A medianoche llegaron, por fin, los exploradores. Exhaustos, llenos de barro y polvo. Habían evitado a una horda dispersa cerca de Glendora, pero lo más preocupante era otra noticia: una banda armada, identificada como “los Híjoles”, saqueadores notoriamente violentos, estaba reuniendo gente para atacar comunidades que, como San Gabriel, habían mostrado señales de prosperidad. Venían por comida, herramientas, mujeres y armas. El siguiente paso era reunirse con el consejo y decidir: ¿fortalecer defensas, evacuar a los más débiles, pedir ayuda por radio a comunidades aliadas?

Durante toda la madrugada, el consejo debatió. Julia intervino, pidiendo calma y unidad. Nada se lograba abandonando la tierra, y San Gabriel, a diferencia de otros pueblos, no estaba sola. Estaban cerca las temidas colinas de San Dimas, llenas de rutas de escape. Además, confiaban en la solidaridad de los asentamientos vecinos. Acordaron turnos dobles, evacuación de niños a casa subterránea si llegaban los forasteros, y preparar trampas y barricadas.

Mientras se organizaba la defensa, un pensamiento persistente rondaba a Julia: el miedo era la enfermedad real, la que más rápidamente podía condenarlos. Pero luego, un viejo de barba blanca —don Roberto, su antiguo profesor universitario, ahora líder del consejo— la miró y le dijo: “No olvides mirar al mañana, Julia. Ya has hecho bastante por hoy. El sol saldrá y, con suerte, seguiremos cosechando juntos. Esta tierra ya ha sobrevivido mucho para morir ahora.”
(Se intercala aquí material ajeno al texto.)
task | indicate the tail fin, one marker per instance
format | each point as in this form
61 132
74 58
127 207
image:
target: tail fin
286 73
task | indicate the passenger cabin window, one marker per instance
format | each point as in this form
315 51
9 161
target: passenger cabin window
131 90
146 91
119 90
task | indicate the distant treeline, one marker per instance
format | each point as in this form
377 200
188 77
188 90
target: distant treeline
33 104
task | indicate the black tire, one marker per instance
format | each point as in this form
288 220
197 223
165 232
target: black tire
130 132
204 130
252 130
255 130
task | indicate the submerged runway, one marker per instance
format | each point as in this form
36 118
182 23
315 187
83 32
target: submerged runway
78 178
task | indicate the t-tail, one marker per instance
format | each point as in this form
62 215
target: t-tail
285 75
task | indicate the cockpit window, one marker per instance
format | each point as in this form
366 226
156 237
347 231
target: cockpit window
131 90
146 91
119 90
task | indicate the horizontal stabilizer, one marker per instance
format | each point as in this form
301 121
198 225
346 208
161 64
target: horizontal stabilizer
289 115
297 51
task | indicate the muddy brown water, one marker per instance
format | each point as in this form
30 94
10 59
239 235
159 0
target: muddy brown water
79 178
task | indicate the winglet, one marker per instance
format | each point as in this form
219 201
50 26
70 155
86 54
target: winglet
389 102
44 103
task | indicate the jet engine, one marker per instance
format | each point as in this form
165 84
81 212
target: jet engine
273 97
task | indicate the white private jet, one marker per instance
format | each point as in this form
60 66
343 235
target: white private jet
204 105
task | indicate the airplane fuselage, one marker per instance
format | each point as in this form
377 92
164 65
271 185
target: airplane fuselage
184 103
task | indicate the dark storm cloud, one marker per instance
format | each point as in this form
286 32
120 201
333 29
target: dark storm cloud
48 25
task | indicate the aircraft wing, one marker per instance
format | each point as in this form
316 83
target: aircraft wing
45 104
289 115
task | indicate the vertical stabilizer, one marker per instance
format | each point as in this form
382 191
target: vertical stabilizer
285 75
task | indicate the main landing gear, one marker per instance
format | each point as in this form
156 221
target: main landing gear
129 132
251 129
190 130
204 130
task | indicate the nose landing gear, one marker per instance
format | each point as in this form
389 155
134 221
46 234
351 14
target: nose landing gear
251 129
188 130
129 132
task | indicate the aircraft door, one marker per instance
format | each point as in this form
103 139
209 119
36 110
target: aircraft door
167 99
Siguió su consejo: de regreso a su refugio, miró cómo la luna, enorme y blanca, caía tras las montañas. A pesar del peligro, a pesar del mundo hecho trizas, San Gabriel resistía. La esperanza, como el silbido del viento entre los naranjos, era pequeña, casi imperceptible, pero real. En el horizonte, la primera luz del alba perfilaba las siluetas de quienes harían posible un nuevo día sobre las ruinas del ayer.